Caitlyn Jamison is in Virginia’s Northern Neck working a cold case. Will she do this alone or will Ethan show up? Stay tuned!

Let’s Talk Marketing

During the CRRL Writers Conference on November 11, 2017 held at the Porter Library, I was on the panel that was asked to cover the topic of marketing as well as the topic of traditional versus self publishing (or Indi publishing). 

Marketing requires a whole other skill set for writers, and one in which many writers are not comfortable. But if you want to develop a following, it is something an author has to do. 

Social media is at the top of the list. Develop a website, blog, Facebook page, LinkedIn account, and Twitter. I started a Facebook page and blog right way, and recently decided to take the plunge and develop a website to feature my Caitlyn Jamison series.

As a self-published author, I had to create a marketing plan that I am comfortable with. I am in the process of building a list of venues in which I can feature my books.

Sign up for a table at local book festivals, connect with local newspaper journalists that will write an article on your book, develop an author presentation and reach out to book groups and libraries, offer to do a guest blog for a genre-related blog, and don’t forget to alert your email contact list that your new book is available. Run contests. 

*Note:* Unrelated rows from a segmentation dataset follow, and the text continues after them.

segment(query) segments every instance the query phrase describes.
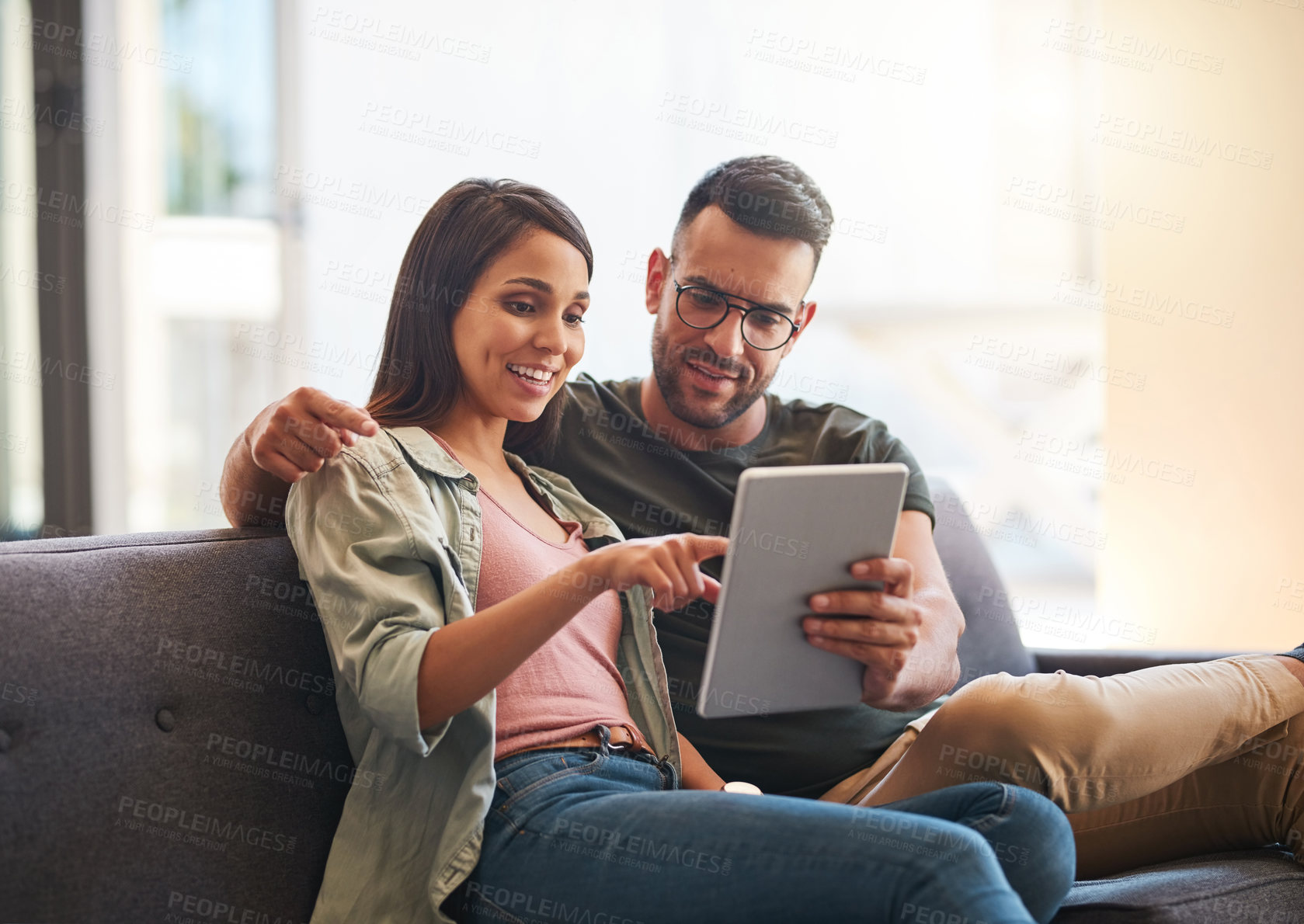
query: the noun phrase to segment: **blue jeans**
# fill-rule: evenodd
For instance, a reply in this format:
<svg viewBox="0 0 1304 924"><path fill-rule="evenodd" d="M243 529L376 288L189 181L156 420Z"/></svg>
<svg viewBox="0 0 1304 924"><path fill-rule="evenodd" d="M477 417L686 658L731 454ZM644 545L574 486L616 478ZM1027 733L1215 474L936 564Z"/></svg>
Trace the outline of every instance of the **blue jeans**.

Space the events out to keep sales coming. When at events, have someone take a photo of you to post on Facebook to remind Friends and their Friends (ask FB Friends to share) of your book.

I was pleased that the traditionally published authors on Saturday’s panel dispelled the myth that publishers do all the marketing - not. The authors were brutally honest about what they went through to get published, and then what they have to do to continually market their books. If you don’t want to do your own marketing, there are marketing firms that you can hire, but as one panelist said, after a bad experience and losing thousands of dollars, buyer beware. Just because you hire a firm, doesn’t meant they are going to do right by you and your book.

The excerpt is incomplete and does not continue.